Closed Bug 975548 Opened 10 years ago Closed 10 years ago

make MV* infrastructure choice

Categories

(Hello (Loop) :: Client, defect, P1)

defect

Tracking

(Not tracked)

RESOLVED FIXED
mozilla33
backlog Fx32+

People

(Reporter: dmosedale, Assigned: abr)

References

Details

(Whiteboard: [needs-approval][est:a?][p=.25, s=mlpnightly1])

User Story

We need a decision on how to structure our front-end UI (but especially the chat conversation window).  Possible criteria list, in speculative priority order:

* Meet security/other constraints necessary for shipping in Firefox desktop
* Enable conversation view code to be shared with modern web browser tabs (initial target: Chrome)
* Something we can start moving with quickly
* Be suitable for code-sharing with mobile web apps

Attachments

(1 file)

      No description provided.
Niko has summarized the Talkilla stuff and various pros and cons at <https://webrtc-apps.etherpad.mozilla.org/109>.
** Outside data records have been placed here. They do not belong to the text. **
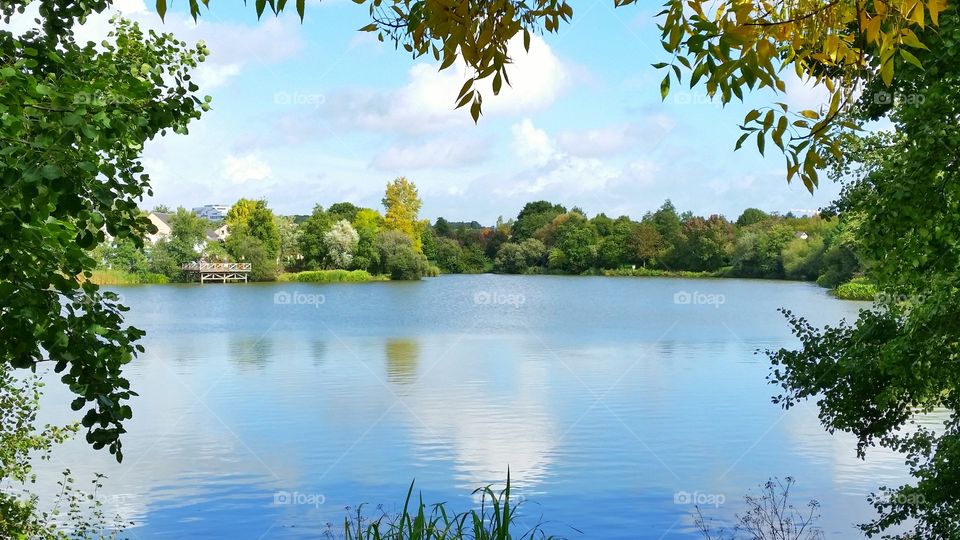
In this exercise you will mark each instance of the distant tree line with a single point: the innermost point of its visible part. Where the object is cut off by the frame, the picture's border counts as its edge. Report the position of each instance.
(543, 238)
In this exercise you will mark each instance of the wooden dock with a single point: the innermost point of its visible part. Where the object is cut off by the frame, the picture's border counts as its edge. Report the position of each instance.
(222, 272)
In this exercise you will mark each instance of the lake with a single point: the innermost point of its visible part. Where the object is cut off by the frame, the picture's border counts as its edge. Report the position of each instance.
(616, 403)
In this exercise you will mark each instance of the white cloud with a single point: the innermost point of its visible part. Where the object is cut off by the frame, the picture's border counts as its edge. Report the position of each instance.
(209, 76)
(245, 168)
(532, 145)
(434, 153)
(426, 102)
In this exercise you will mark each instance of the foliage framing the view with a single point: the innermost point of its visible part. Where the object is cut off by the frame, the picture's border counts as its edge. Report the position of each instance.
(733, 46)
(73, 121)
(878, 376)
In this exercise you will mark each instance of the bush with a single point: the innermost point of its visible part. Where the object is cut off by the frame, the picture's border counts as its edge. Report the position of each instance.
(331, 276)
(398, 259)
(653, 272)
(856, 289)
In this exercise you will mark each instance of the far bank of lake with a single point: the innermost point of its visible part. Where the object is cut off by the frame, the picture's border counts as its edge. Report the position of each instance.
(616, 404)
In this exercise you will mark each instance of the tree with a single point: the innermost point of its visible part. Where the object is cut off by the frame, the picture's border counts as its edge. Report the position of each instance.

We're going to talk to James Lal (a Gaia dev) Monday morning.
User Story: (updated)
Just had a long call with tofumatt, who's working in the apps team, and whose current focus is something like "work out best practices for web app development across mobile & desktop for recommendation both for the Mozilla community and the web at large.  It was long and super helpful.  If I don't get a chance to brain dump that info here before Monday, I'll do it then.
My personal opinion is that as we're doing an MLP first, any choice we make now could be easily reconsidered after we land it anyway.

So as most part of the frontend team is comfortable & productive using Backbone already, I'd keep it for now; maybe just switching from jQuery to Zepto and from underscore to lodash, to minimize weight and increases performances. Backbone.Native involves underscore and mocks a fake jQuery object which exposes an uncompatible API with jQuery, so I wouldn't personally vote for taking that path. 
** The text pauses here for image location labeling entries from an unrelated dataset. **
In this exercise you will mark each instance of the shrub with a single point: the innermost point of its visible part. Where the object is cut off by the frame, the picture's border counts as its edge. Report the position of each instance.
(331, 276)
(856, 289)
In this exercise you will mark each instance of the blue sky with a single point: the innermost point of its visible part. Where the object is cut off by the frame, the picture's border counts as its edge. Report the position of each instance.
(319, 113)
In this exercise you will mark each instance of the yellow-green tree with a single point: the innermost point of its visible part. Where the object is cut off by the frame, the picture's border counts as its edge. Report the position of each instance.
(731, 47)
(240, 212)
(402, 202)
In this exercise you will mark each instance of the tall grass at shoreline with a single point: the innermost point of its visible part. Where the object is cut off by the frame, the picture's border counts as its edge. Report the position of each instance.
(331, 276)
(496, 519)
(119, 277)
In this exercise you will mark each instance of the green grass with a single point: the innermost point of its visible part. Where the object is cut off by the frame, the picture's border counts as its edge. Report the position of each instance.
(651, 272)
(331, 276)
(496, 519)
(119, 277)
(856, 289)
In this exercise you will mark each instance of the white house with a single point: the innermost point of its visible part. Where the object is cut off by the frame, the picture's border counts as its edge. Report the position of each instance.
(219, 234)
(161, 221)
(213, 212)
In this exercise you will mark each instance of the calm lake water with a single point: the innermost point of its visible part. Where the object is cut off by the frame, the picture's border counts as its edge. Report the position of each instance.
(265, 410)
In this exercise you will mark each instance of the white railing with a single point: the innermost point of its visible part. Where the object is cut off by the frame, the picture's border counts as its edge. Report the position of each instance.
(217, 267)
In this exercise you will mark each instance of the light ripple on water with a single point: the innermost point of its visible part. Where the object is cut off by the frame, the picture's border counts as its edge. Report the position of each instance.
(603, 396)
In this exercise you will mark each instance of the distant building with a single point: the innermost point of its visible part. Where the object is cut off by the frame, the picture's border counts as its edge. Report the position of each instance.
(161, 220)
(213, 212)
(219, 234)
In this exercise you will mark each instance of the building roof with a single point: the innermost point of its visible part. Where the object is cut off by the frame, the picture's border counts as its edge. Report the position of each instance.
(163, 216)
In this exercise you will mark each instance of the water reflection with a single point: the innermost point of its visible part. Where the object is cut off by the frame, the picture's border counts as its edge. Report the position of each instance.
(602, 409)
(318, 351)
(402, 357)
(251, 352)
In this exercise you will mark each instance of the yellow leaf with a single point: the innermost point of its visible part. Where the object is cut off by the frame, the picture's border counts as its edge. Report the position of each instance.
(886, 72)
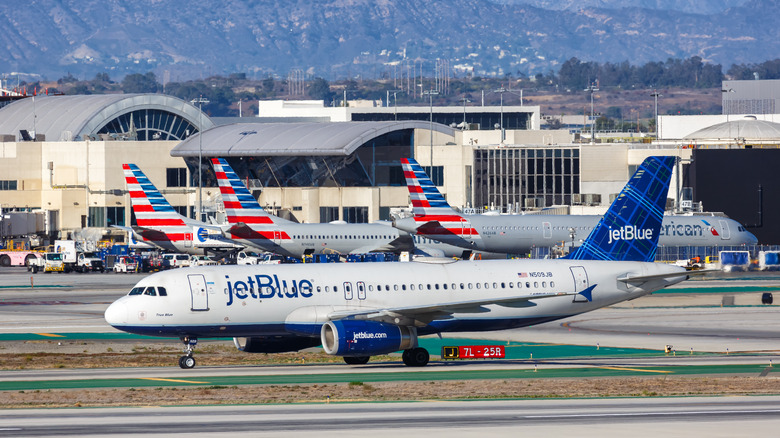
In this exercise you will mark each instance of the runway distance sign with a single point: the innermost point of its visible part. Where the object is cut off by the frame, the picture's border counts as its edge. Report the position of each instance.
(473, 352)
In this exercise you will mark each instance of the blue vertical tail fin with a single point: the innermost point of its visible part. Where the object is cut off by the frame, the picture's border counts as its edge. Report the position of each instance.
(630, 229)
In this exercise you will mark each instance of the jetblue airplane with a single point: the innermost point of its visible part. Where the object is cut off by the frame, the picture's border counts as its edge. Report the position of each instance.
(160, 225)
(252, 226)
(361, 310)
(435, 219)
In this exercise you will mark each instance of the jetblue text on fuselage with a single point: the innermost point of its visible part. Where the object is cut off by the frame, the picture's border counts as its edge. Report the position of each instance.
(630, 232)
(266, 286)
(681, 230)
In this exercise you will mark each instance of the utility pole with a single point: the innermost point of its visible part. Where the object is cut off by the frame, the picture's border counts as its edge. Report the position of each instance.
(200, 101)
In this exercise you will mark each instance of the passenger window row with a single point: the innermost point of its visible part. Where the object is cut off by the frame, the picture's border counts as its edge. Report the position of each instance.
(342, 237)
(445, 286)
(149, 290)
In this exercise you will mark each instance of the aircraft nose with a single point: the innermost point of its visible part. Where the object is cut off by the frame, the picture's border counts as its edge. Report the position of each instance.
(116, 314)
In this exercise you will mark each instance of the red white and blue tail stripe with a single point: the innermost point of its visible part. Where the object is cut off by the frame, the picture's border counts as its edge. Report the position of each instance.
(250, 221)
(431, 210)
(240, 205)
(152, 210)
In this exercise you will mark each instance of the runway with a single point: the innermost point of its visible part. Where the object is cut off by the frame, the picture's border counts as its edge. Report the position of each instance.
(743, 339)
(636, 417)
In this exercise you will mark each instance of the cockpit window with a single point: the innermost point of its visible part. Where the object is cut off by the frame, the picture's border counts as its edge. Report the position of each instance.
(149, 290)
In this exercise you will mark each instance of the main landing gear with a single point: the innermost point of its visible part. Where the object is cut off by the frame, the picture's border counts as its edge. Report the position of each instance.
(187, 361)
(415, 357)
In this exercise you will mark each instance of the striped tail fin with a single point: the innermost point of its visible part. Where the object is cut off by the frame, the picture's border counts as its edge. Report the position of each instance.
(630, 229)
(240, 205)
(152, 210)
(431, 211)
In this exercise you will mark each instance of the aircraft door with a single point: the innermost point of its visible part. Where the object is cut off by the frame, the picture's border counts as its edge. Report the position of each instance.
(547, 230)
(580, 283)
(725, 232)
(361, 290)
(200, 298)
(348, 291)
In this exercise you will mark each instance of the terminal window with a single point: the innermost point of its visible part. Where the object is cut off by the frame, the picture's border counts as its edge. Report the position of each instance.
(176, 177)
(436, 173)
(355, 215)
(7, 184)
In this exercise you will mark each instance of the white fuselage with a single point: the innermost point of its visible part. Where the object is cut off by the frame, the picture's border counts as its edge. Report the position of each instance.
(515, 234)
(222, 301)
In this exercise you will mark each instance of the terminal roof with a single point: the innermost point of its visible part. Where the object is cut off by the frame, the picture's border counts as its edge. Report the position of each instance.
(292, 139)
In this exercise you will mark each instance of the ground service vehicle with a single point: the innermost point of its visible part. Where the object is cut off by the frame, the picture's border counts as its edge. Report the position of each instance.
(89, 261)
(49, 262)
(126, 264)
(175, 261)
(202, 261)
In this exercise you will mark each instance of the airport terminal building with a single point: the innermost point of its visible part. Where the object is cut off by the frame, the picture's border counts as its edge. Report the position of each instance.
(64, 154)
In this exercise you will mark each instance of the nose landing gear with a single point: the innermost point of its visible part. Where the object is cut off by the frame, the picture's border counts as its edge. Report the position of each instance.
(187, 361)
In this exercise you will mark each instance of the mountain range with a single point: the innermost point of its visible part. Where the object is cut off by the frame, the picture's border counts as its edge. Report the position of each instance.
(373, 38)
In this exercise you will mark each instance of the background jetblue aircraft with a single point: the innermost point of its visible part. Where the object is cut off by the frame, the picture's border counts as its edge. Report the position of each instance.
(435, 219)
(359, 310)
(160, 225)
(252, 226)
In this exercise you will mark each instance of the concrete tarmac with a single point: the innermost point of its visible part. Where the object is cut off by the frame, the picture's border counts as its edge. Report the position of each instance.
(687, 316)
(635, 417)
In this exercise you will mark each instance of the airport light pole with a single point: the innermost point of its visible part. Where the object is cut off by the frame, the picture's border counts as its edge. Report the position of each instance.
(727, 111)
(465, 100)
(592, 88)
(395, 101)
(430, 93)
(200, 101)
(656, 94)
(501, 91)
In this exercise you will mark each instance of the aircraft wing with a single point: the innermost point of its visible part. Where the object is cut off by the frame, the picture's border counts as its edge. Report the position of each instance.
(400, 243)
(644, 278)
(422, 315)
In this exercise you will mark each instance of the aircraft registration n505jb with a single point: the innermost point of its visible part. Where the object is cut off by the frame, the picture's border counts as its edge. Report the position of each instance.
(357, 310)
(160, 225)
(252, 226)
(513, 234)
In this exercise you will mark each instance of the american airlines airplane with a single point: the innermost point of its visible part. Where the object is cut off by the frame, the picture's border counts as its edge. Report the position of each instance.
(361, 310)
(513, 234)
(160, 225)
(252, 226)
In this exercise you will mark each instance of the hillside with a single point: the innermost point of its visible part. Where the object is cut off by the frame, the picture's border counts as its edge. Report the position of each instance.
(371, 38)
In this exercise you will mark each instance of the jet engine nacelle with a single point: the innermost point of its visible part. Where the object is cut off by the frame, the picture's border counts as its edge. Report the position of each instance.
(365, 338)
(275, 344)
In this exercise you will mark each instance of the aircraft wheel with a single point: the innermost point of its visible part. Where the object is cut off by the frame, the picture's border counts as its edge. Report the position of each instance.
(356, 360)
(415, 357)
(187, 362)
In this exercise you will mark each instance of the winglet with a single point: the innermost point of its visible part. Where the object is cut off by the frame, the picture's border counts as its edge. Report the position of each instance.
(630, 229)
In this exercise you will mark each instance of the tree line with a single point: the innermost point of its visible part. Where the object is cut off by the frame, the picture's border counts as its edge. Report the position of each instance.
(574, 76)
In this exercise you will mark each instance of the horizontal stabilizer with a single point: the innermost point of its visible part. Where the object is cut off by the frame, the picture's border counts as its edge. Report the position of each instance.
(644, 278)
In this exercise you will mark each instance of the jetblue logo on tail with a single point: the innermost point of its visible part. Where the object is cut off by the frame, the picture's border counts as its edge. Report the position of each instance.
(630, 228)
(629, 232)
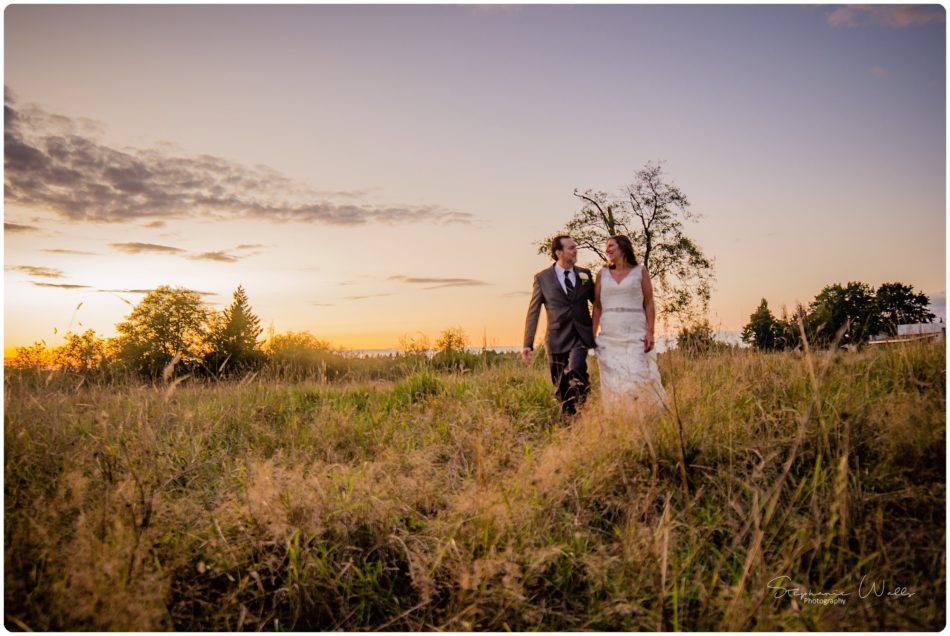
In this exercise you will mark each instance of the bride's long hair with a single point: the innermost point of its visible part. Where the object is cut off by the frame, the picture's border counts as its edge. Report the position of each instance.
(626, 247)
Keeping using the tooling we already know, we'll feel "at home", take less risks and will be most likely to meet our deadline. After that, we'll obviously keep challenging that choice with feedback from real world, which is kinda really good if you ask me.

The only remaining question is the required security review for all these tools, which could take a bunch of time & could defeat the whole purpose of that strategy; though I have no idea how long this proccess can take, so any input is welcome here.
(In reply to Nicolas Perriault (:NiKo`) from comment #3)
> as we're doing an MLP first, any choice we make
> now could be easily reconsidered after we land it anyway.
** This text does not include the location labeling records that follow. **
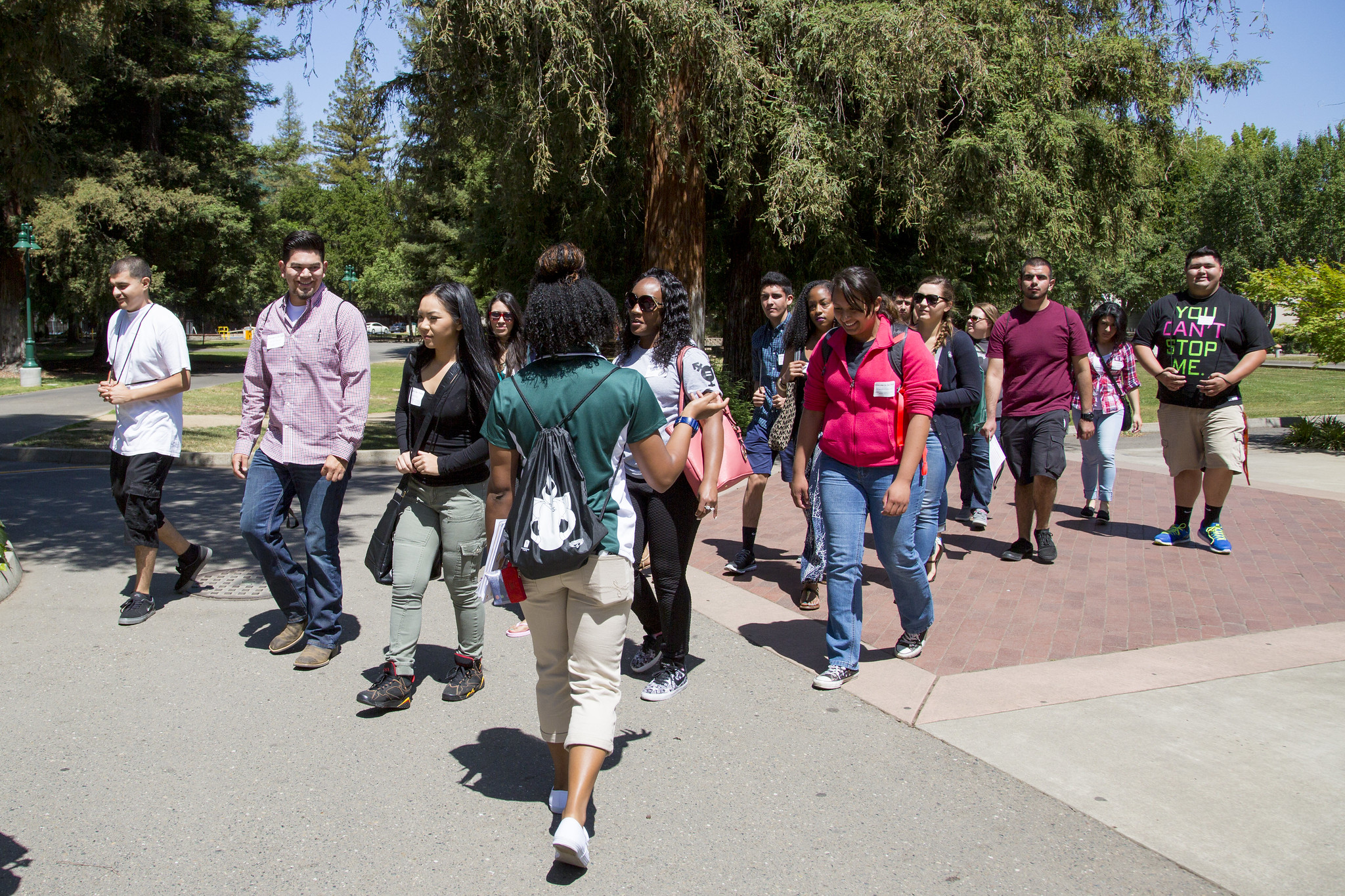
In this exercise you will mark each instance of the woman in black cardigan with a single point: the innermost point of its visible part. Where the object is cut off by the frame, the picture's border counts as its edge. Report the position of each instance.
(959, 390)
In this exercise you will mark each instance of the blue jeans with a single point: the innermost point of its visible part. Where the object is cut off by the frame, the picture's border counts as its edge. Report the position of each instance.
(974, 472)
(313, 594)
(934, 508)
(849, 496)
(1099, 467)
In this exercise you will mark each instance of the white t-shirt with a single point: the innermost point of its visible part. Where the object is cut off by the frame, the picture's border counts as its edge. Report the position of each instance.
(143, 349)
(695, 371)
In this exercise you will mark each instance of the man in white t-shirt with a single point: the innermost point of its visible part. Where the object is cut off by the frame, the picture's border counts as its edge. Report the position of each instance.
(148, 372)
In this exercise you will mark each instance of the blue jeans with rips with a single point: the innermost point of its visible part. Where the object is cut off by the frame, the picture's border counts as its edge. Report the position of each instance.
(310, 594)
(852, 495)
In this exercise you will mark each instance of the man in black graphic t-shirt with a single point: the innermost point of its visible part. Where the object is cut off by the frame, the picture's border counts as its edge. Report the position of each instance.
(1199, 344)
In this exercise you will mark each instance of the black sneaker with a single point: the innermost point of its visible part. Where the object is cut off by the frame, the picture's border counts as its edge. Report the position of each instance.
(390, 692)
(1046, 545)
(190, 566)
(744, 562)
(136, 609)
(911, 644)
(464, 680)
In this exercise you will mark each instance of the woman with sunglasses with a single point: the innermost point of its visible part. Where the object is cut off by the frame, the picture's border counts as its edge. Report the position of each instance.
(870, 467)
(810, 320)
(974, 465)
(658, 330)
(959, 390)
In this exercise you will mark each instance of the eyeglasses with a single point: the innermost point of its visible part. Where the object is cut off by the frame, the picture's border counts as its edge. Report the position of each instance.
(646, 303)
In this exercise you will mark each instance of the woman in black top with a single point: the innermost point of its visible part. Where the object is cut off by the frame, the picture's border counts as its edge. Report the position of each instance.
(447, 385)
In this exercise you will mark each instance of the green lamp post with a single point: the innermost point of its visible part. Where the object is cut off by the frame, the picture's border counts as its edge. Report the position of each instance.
(30, 373)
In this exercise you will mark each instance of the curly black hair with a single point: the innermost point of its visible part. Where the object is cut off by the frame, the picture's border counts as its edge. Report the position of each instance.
(567, 309)
(472, 351)
(801, 322)
(676, 330)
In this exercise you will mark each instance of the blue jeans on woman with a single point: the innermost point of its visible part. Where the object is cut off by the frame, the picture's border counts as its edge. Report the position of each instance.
(934, 509)
(1099, 467)
(313, 594)
(850, 495)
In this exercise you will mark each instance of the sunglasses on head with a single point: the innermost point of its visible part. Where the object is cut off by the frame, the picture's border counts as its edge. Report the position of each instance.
(646, 303)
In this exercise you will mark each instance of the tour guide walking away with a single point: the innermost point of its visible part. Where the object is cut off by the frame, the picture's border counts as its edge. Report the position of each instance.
(1199, 344)
(579, 617)
(875, 421)
(1033, 350)
(309, 366)
(150, 370)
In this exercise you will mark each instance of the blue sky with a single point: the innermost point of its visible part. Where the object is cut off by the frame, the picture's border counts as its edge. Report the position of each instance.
(1302, 89)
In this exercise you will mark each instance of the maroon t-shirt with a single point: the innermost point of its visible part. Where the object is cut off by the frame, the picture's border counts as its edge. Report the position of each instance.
(1036, 349)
I would challenge this. If you start without framework, it's easy to add one later if the need becomes obvious. On the other hand, if you include a framework for the first landing and then want to stop using it, you may have to rewrite most of the rest of the code to work without the framework.

Also, how much UI is needed for the MLP? IIRC text chat is out of the scope for now, so it seems you need only 2 <video> tags and a few buttons. How would using an existing MV* solution help for this?
(In reply to Florian Quèze [:florian] [:flo] from comment #4)
>

> I would challenge this. If you start without framework, it's easy to add one
> later if the need becomes obvious. On the other hand, if you include a
> framework for the first landing and then want to stop using it, you may have
> to rewrite most of the rest of the code to work without the framework.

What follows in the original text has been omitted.